Part of Trump’s fundraising strategy has been to prove that he is far from a traditional lame-duck president; rather, he is teasing the prospect of fundraising support for congressional incumbents and aspiring candidates who publicly back his agenda, especially during the recent House passage of his “big, beautiful” tax cut bill.

Sources familiar with the president’s schedule say he has placed an aggressive number of fundraising events on his calendar as he works toward an eventual goal of $1 billion before Election Day.

By amassing money, Trump is amassing power, said one source who requested anonymity to describe his thinking. Any money left over after 2026 could be carried into 2028 and beyond, positioning him to be the potential kingmaker of his eventual successor.

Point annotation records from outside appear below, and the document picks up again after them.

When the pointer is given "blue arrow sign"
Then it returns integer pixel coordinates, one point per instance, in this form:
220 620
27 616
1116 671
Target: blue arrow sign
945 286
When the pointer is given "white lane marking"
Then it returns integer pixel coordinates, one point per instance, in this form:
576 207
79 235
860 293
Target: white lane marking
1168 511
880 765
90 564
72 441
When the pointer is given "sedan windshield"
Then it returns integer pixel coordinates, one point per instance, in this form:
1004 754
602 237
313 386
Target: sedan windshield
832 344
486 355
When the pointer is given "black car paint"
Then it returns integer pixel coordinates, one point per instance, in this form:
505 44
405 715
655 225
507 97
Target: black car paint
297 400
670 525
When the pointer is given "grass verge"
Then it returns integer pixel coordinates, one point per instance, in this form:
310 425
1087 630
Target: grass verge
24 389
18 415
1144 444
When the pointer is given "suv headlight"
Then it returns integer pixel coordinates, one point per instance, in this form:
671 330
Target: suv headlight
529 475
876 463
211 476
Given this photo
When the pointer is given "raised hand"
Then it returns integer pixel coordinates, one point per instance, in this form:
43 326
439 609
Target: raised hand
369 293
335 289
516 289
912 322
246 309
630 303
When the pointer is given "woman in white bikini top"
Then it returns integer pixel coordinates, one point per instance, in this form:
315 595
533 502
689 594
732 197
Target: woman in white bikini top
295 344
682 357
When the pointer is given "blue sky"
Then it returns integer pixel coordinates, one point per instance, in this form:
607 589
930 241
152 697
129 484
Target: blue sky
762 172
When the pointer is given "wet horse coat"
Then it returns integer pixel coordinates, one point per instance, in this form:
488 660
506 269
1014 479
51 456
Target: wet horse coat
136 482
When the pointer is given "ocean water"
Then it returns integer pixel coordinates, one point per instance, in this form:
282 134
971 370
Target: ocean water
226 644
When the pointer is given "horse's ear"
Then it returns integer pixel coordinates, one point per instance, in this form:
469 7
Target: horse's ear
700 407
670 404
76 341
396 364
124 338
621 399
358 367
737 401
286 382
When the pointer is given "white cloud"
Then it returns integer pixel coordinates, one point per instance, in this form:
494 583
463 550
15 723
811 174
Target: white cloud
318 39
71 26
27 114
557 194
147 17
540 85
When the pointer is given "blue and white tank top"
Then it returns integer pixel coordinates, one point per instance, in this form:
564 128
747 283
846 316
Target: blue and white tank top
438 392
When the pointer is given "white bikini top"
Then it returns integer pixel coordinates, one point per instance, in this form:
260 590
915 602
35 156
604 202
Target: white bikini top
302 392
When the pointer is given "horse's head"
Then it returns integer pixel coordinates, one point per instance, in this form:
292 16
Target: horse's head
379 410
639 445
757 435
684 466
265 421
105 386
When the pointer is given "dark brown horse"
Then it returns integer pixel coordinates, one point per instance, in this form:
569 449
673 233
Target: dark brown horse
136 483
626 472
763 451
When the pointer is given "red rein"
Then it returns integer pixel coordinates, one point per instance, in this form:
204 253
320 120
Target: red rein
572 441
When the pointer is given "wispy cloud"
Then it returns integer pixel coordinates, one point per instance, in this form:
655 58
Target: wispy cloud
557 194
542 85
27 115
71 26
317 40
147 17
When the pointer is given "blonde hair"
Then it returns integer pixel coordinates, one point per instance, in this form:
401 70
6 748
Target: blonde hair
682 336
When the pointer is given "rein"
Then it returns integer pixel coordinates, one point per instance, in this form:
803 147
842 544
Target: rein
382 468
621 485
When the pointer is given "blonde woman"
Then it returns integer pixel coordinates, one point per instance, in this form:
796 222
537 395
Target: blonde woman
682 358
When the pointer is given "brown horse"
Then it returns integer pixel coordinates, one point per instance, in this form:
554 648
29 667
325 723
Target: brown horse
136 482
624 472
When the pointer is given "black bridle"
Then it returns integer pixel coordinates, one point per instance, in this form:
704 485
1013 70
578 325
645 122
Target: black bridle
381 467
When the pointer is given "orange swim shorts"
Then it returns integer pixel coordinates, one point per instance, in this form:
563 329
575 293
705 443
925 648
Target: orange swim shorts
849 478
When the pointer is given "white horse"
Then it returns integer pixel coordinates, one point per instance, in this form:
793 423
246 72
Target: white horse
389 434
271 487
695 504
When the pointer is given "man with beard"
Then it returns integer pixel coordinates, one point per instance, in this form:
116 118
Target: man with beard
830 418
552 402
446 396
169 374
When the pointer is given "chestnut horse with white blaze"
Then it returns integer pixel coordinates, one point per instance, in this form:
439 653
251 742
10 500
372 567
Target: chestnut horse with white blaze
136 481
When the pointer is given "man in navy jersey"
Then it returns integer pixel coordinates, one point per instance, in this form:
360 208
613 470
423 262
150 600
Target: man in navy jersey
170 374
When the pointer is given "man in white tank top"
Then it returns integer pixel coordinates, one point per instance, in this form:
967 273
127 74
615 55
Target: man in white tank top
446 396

“It’s leverage,” said Marc Short, Trump’s former director of legislative affairs during his first term. “It’s a reflection of the power that he still holds.”

Trump’s fundraising operation didn’t stop after Election Day, according to the AP. Instead, the president-elect called staffers to propose a brazen plan: Continue raising money, immediately, and not just for the inauguration fund, but to fill the coffers of steadfast supporters in the House and Senate.

The plan relies heavily on Trump making those fundraising calls himself. On them, he frequently encourages donors to “double up” their support of his administration by helping ensure that he is not hamstrung by a Democratic Congress during his final two years.

A series of high-dollar fundraisers shows just how keen Trump has been to keep his bank accounts swelled with political donations. He hosted a $1.5 million-a-head dinner earlier this month at the Trump National Golf Club in Virginia for “crypto and AI innovators,” and a pair of “candlelight dinners” at his Mar-a-Lago in Florida on April 4 and March 1, the outlet reported.

Reliance on super PACs, which can raise and spend unlimited sums, has opened up the potential for ultra-rich supporters to make eye-watering contributions. Those include MAGA Inc., Trump’s longtime super PAC, and Securing American Greatness, a 501(c)4 which recently began running television commercials touting the president’s goal to “get our economy back on track” as it sought to prop up Trump’s polling numbers among the general public.

In charge of the operation are Chris LaCivita, Trump’s 2024 co-campaign manager, and Tony Fabrizio, the president’s longtime pollster. Never Surrender, Trump’s leadership PAC, and Elon Musk-backed Building America’s Future are also being advised by the duo.

Sources say that Trump, LaCivita, and Fabrizio are very much willing to spend against incumbents such as Reps. Thomas Massie (R-KY) and Warren Davidson (R-OH), the two deficit hawks who voted against Trump’s tax cuts this week. Trump also remembers the limits placed on him after Democrats won control of Congress in 2018.

“I’m going to be very active,” he said recently on “Meet the Press,” noting he’s “raised a lot of money for congressmen and senators that I think are really good people.”